Tia MartaTía tiene 94 años, pero ella dice que 95, y nadie se lo puede negar. Conserva una memoria para las cosas y casos peculiares de su familia: un rostro intermitente, una voz alejada 90 millas, la blusa que hace diez años una buena amiga le regaló, una avellana que mi mamá le trajo en su cumpleaños 80.

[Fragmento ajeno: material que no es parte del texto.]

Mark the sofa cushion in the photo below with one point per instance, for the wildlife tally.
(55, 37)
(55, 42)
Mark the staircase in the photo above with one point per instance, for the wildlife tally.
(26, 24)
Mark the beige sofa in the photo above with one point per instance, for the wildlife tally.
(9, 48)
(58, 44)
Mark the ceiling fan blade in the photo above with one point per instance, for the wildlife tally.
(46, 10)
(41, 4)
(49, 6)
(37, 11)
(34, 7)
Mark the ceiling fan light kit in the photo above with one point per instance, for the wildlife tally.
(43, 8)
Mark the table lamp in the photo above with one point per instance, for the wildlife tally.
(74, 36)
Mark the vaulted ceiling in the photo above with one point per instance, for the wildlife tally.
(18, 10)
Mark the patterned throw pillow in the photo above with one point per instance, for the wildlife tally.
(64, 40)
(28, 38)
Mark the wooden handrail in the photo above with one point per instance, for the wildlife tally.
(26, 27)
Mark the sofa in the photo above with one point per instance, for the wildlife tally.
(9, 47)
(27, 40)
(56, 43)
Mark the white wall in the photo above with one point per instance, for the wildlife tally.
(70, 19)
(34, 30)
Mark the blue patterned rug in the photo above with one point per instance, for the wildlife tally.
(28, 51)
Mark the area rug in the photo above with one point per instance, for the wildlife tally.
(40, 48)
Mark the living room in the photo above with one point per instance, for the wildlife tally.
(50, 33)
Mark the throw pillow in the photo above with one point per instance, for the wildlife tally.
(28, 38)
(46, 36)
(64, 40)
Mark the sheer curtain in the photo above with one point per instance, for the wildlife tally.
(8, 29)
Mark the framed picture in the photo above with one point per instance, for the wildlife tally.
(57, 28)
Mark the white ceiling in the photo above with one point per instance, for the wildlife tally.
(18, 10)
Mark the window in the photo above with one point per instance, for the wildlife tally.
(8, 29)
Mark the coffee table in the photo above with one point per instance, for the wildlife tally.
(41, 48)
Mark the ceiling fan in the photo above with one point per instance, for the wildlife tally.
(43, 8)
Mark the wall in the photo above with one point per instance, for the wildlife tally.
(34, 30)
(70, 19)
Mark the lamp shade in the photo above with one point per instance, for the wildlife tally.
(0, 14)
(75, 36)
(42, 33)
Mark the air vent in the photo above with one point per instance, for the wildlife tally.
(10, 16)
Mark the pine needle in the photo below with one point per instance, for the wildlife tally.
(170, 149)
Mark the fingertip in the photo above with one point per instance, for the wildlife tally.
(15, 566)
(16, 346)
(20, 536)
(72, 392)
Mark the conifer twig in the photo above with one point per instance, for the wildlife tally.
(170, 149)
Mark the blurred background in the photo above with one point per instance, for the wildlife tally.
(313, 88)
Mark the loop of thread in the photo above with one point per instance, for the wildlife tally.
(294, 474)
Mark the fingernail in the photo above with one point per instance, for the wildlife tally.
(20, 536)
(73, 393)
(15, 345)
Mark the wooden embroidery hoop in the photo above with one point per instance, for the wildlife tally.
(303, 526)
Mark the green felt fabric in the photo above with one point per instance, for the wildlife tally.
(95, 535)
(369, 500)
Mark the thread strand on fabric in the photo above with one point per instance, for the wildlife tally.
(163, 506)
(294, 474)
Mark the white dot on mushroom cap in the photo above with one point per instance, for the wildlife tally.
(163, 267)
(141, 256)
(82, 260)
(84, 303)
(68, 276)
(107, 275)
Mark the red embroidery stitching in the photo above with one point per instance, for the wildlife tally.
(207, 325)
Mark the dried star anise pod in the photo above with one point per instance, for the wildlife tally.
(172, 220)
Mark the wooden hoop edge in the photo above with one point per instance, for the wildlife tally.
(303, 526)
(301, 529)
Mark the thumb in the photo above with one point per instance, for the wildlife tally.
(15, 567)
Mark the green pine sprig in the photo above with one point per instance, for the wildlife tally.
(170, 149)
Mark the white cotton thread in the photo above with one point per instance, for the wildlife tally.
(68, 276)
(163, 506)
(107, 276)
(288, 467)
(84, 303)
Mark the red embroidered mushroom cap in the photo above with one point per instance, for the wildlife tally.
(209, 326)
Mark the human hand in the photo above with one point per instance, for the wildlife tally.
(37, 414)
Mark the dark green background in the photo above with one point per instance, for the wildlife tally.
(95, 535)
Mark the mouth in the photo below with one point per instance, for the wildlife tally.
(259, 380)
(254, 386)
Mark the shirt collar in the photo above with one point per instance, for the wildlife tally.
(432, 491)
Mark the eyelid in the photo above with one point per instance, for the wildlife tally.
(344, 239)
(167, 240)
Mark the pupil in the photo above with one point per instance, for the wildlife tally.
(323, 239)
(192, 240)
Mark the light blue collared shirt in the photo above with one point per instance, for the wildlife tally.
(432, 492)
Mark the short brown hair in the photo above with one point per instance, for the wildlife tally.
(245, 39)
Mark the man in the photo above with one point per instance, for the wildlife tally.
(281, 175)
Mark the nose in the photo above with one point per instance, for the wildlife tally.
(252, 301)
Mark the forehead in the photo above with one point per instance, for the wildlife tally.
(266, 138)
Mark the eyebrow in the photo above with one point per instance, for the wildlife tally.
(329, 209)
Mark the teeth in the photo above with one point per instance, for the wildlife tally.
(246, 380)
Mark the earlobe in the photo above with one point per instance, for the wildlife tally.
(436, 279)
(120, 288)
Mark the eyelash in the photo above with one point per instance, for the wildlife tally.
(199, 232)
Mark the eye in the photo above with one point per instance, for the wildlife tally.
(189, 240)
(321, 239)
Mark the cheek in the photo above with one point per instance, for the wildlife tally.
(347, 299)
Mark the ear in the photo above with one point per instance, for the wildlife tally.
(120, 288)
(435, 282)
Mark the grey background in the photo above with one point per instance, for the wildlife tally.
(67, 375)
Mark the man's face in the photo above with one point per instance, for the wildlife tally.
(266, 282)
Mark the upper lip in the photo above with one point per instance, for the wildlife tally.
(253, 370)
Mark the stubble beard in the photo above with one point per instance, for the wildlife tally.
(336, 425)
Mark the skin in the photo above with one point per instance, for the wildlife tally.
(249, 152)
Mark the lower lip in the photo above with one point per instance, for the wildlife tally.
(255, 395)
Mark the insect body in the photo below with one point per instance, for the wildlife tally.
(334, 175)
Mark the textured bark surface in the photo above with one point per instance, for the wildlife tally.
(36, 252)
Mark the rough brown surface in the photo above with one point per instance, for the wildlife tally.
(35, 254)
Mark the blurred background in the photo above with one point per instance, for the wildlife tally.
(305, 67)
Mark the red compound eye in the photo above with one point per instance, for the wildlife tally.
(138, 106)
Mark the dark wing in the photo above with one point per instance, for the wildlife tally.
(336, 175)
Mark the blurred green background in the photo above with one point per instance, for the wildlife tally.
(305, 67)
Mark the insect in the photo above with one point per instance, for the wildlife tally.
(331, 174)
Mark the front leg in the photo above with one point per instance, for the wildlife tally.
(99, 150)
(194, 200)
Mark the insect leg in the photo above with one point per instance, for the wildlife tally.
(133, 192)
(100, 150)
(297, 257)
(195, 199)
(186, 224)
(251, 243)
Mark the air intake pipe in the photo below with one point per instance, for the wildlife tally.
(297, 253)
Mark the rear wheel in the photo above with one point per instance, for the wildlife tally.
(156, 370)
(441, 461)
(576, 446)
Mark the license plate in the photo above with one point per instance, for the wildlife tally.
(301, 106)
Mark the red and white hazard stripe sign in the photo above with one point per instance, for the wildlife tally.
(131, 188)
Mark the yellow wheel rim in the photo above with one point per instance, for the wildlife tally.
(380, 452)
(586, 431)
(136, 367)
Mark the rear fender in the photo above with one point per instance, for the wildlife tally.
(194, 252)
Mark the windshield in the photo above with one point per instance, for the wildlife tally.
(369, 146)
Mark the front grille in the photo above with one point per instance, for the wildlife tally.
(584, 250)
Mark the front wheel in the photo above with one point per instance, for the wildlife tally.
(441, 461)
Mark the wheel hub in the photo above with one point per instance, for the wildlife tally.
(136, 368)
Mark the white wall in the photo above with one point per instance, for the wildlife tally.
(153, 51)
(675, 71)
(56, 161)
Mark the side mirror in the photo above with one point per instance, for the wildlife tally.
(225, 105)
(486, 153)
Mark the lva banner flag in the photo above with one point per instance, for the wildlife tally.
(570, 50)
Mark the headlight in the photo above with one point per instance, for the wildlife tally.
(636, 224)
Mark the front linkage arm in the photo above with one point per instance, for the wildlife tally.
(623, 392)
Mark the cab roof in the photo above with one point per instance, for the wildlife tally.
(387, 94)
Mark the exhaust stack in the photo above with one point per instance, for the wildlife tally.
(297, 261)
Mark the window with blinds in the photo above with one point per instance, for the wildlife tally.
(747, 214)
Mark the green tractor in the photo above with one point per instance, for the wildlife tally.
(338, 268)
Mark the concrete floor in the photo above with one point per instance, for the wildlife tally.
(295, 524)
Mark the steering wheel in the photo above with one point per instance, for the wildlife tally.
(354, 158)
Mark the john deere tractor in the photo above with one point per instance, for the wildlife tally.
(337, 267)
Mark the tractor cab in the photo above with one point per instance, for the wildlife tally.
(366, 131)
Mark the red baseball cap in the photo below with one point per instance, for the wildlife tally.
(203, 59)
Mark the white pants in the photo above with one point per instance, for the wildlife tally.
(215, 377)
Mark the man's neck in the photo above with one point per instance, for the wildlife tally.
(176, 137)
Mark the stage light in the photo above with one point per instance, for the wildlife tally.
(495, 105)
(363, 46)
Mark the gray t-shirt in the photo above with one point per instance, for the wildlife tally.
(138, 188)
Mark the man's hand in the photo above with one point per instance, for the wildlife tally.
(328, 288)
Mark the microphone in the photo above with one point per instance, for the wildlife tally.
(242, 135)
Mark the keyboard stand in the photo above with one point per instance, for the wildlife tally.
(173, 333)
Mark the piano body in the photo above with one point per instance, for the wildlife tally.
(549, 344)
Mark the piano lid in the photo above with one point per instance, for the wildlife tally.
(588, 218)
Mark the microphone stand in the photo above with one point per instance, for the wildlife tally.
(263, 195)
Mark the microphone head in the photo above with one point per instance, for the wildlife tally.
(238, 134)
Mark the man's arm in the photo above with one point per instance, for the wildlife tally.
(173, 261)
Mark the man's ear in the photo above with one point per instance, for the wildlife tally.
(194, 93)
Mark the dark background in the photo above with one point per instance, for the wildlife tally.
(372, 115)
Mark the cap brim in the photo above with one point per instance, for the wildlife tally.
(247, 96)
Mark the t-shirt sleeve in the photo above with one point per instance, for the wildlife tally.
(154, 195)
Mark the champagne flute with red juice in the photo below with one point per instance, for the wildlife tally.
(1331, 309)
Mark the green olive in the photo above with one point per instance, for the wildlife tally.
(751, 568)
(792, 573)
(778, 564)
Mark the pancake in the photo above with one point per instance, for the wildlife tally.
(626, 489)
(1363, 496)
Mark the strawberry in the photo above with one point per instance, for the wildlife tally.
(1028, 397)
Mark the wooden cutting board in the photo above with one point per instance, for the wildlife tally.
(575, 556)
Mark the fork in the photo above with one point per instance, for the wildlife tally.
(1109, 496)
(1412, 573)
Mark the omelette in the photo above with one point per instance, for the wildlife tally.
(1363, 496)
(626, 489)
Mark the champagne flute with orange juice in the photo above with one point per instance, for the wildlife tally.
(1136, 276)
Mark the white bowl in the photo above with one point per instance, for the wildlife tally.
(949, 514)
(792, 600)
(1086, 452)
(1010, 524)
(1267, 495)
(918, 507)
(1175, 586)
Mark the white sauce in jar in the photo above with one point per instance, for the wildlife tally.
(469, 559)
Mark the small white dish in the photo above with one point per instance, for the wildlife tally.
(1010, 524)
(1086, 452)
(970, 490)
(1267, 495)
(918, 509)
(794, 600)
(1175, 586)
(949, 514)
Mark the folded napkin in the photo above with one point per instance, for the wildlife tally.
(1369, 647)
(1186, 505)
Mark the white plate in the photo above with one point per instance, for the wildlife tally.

Tía sigue siendo la misma luz de muchas generaciones. En su cumpleaños no faltaron las flores, aunque marchitas y sofocadas por la marcha del portador, el tango de una pareja de vecinos que modestamente dicen que no saben cantar, o la repentina visita de su nieta postiza que vino de la Habana, sin haber comido desde el día anterior.
“Quien dijo que llegar a vieja no es bueno”, dice tía Marta con una sonrisa, y sentada en su trono del sillón, no deja de observar el panorama.
“Hoy recibió la llamada de uno de mis nietos, y puedes creer que le conoció la voz de primera”, comenta su hija a quien no le gustan las fotos, pero sabe que tarde o temprano vendrán las imágenes del cumpleaños con o sin su rostro. ¿Quién ha visto un onomástico sin recuerdos en papel?
A decir verdad, que mejor recuerdo que saberla ahí, sentada en su sillón contando sus venturas y desventuras, aunque pequeña aun y aun mas, observar su paso lento pero seguro.
La tía Marta es así desde que tengo uso de mi memoria, que de por sí, no llega a mitad de la de ella.